Je décompte qu'il ne faudra pas 5 ans pour que la SNCF connaisse sa vague de suicide comme avec Orange, La Poste et les hôpitaux, nous ne les laisserons pas faire ça. – Notre proposition, c'est de faire déborder la rivière, c'est de faire sa fête à Macron. C'est de poser une date, de poser une date dès ce soir.
La date que l'on propose, c'est le samedi 5 Mai. Je suggérerai que partout, dans les villes, dans les quartiers, se créent des comités du 5 Mai et qui rassemblent, qui rassemblent de la même manière qu'on demande aux syndicats, aux partis, aux associations de se rassembler autour de cette date, qui elle rassemble les militants, on laisse tomber les querelles d'étiquette et qu'on se rassemble tous ensemble pour arriver à un gros mouvement le 5 Mai. Je pense qu'il ya une aspiration qui est massive dans le pays que je trouve qui est potentiellement explosive, c'est le désir d'autre chose, les gens en ont marre je pense généralement d'être juste pris dans l'économie et la technologie et je pense qu'il y a quelque chose qui flotte dans l'air et on n'a pas envie d'être juste des machines à profit et je pense que ça il y a quelque chose qui peut être fort autour de ça et maintenant il faut trouver le moyen de rassembler largement et pas que ça soit chacun dans son coin, donc voilà pourquoi on propose une date, le samedi 5 Mai, pour en faire une grande manif nationale. – L'information principale, c'est l'appel à une manifestation nationale le 5 Mai.

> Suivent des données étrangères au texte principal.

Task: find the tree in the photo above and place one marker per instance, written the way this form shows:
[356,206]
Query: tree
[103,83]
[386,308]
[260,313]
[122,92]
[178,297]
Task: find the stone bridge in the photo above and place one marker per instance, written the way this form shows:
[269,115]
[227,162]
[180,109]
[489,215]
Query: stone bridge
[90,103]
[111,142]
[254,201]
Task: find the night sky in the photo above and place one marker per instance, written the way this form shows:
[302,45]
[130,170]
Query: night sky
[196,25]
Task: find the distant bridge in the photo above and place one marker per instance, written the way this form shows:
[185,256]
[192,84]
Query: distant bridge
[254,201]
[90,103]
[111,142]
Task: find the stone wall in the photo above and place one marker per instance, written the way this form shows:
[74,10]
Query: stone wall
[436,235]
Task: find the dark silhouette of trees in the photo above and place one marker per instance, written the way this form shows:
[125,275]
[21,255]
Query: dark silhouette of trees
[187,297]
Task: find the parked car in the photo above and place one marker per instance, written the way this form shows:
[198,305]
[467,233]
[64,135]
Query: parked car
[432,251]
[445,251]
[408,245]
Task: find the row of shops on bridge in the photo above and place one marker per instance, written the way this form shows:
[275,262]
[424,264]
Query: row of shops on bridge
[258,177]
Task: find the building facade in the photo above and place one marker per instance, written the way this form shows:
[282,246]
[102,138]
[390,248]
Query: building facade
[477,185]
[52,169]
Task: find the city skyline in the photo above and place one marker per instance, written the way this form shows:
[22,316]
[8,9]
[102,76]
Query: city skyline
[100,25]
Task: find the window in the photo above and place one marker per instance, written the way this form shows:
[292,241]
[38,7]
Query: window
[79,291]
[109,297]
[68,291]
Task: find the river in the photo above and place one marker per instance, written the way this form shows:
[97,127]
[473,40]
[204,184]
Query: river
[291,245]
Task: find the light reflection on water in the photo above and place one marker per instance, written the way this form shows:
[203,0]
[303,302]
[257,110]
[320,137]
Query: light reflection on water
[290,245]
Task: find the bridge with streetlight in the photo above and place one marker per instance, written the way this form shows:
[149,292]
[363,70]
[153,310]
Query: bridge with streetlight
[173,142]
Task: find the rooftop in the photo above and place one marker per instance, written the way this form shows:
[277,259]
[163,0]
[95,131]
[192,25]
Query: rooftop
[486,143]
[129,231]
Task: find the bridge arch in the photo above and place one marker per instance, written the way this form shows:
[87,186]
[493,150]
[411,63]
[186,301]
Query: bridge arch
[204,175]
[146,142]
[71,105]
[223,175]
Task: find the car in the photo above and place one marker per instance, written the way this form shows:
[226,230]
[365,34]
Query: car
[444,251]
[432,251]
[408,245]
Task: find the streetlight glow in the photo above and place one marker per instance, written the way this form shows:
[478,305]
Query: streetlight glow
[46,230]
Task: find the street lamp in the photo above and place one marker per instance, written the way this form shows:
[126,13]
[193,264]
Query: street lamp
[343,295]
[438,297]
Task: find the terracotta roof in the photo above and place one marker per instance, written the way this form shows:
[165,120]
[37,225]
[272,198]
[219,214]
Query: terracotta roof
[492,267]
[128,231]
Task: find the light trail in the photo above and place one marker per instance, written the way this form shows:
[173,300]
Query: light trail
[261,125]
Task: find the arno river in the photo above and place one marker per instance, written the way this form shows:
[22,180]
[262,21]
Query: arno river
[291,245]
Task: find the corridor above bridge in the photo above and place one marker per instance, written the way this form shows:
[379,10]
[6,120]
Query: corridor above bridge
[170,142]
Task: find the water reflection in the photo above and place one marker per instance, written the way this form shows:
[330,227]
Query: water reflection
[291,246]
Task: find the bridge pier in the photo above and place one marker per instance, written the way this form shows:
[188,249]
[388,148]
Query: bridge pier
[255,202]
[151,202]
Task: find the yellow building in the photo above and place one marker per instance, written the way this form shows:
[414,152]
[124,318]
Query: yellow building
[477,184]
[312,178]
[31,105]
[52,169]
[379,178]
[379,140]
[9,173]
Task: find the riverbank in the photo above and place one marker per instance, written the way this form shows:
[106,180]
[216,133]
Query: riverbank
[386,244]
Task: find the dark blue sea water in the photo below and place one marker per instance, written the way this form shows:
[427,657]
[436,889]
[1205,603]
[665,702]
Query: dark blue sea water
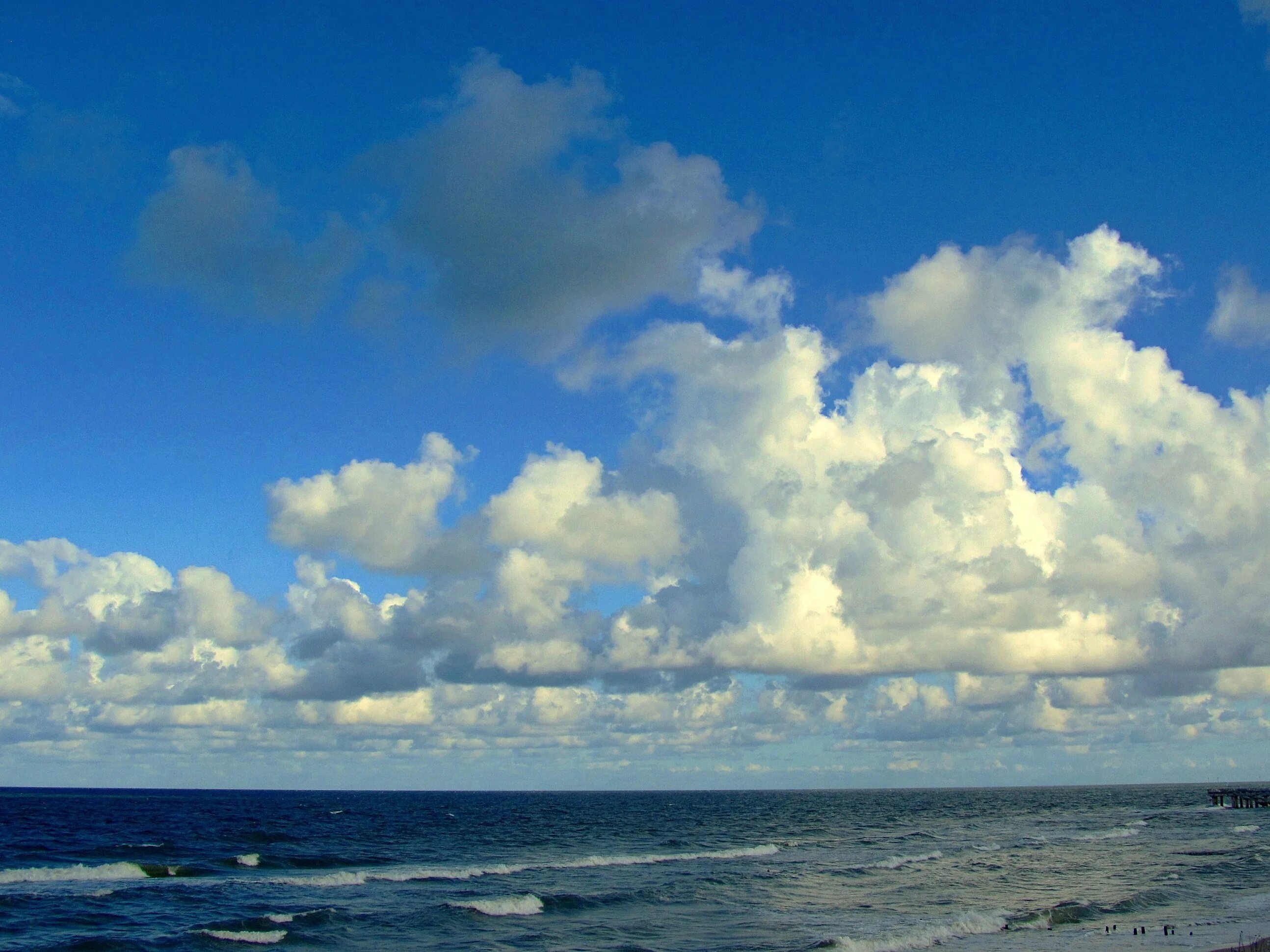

Le choix de cette date n'a rien d'anodin, le 5 mai c'est un samedi et entre nous on ne va pas se mentir, derrière il y a des enjeux politiques, des rapports de force qui se joue au sein du mouvement social entre deux tendances qui se querellent sur le calendrier, la France Insoumise veut des dates le week-end dans l'objectif de mobiliser plus de monde en manifestations, Alors que la direction de la CGT appelle à des journées d'action en semaine pour mobiliser les grévistes et ralentir la production. il y a d'un côté ceux qui veulent pouvoir se compter et de l'autre ceux qui veulent peser sur l'économie. Aujourd'hui Francois Ruffin et ses copains mettent la pression sur les syndicats, l'idée aussi c'est que le 5 Mai soit un point de départ, non un point d'arrivée, la question posée par le député pour conclure le meeting c'était qu'est-ce que qu'est-ce qu'on fait le soir du 5 mai ?
François Ruffin nous confie qu'il a déjà quelques idées pour la suite, même s'il n'a pas voulu nous préciser lesquelles, ce qui est certain Iban, c'est que Le Média y sera. – C'est clair.